# Tool using in AutoGen
Authors: [Jiale Liu](https://github.com/LeoLjl), [Linxin Song](https://linxins.net/), [Jieyu Zhang](https://jieyuz2.github.io/)

In this notebook, we introduce how to use tools in AutoGen. Given a query, a ToolBuilder will retrieve tools based on semantic similarity.

## Preparations
To use all the tools in the library, we need to install requirements, obtain Bing api key and RapidApi key following the instructions in this link.

In [None]:
# %pip install -r ../tools/requirements.txt

## Setup API endpoint

The [`config_list_from_json`](https://microsoft.github.io/autogen/docs/reference/oai/openai_utils#config_list_from_json) function loads a list of configurations from an environment variable or a json file. It first looks for an environment variable with a specified name. The value of the environment variable needs to be a valid json string. If that variable is not found, it looks for a json file with the same name. It filters the configs by filter_dict.

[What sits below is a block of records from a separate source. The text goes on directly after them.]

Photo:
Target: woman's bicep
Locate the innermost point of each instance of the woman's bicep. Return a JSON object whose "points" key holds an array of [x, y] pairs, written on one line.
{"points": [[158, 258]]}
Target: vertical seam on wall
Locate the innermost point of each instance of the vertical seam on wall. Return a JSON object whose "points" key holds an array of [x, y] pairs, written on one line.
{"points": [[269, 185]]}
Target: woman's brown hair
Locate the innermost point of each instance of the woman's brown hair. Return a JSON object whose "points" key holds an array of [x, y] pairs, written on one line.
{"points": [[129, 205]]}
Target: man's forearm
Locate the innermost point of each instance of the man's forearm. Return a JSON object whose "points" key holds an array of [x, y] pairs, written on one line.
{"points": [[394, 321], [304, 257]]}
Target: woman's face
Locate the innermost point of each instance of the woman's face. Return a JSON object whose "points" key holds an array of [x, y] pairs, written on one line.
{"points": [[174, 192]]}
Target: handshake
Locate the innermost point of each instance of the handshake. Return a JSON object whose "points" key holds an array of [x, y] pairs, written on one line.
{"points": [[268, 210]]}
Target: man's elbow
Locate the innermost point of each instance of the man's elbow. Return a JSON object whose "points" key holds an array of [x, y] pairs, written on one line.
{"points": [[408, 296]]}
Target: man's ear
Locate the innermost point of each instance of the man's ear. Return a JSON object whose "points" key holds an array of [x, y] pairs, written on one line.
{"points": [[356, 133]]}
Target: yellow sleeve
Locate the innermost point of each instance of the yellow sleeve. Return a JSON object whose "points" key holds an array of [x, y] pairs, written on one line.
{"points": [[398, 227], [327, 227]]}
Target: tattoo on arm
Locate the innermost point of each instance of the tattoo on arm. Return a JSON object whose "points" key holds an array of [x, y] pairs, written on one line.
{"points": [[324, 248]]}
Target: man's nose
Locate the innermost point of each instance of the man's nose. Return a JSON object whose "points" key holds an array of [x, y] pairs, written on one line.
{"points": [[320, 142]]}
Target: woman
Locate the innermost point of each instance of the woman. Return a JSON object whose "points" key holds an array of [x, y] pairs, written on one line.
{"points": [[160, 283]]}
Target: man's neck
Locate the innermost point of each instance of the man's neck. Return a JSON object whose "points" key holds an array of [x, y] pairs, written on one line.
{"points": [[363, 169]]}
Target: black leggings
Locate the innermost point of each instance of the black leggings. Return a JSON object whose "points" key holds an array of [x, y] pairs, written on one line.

The config list should look like this:
```python
config_list = [
    {
        'model': 'gpt-4',
        'api_key': '<your OpenAI API key here>',
    },  # OpenAI API endpoint for gpt-4
    {
        'model': 'gpt-4',
        'api_key': '<your Azure OpenAI API key here>',
        'base_url': '<your Azure OpenAI API base here>',
        'api_type': 'azure',
        'api_version': '2024-02-15-preview',
    },  # Azure OpenAI API endpoint for gpt-4
    {
        'model': 'gpt-4-32k',
        'api_key': '<your Azure OpenAI API key here>',
        'base_url': '<your Azure OpenAI API base here>',
        'api_type': 'azure',
        'api_version': '2024-02-15-preview',
    },  # Azure OpenAI API endpoint for gpt-4-32k
]
```

In [None]:
import autogen

config_list = autogen.config_list_from_json(
    "OAI_CONFIG_LIST",
    filter_dict={
        "model": ["gpt-4-1106-preview"],
    },
)

## Configure Bing
In order for web search related tools to operate properly (`perform_web_search`), Bing API is needed. You can read more about how to get an API on the [Bing Web Search API](https://www.microsoft.com/en-us/bing/apis/bing-web-search-api) page.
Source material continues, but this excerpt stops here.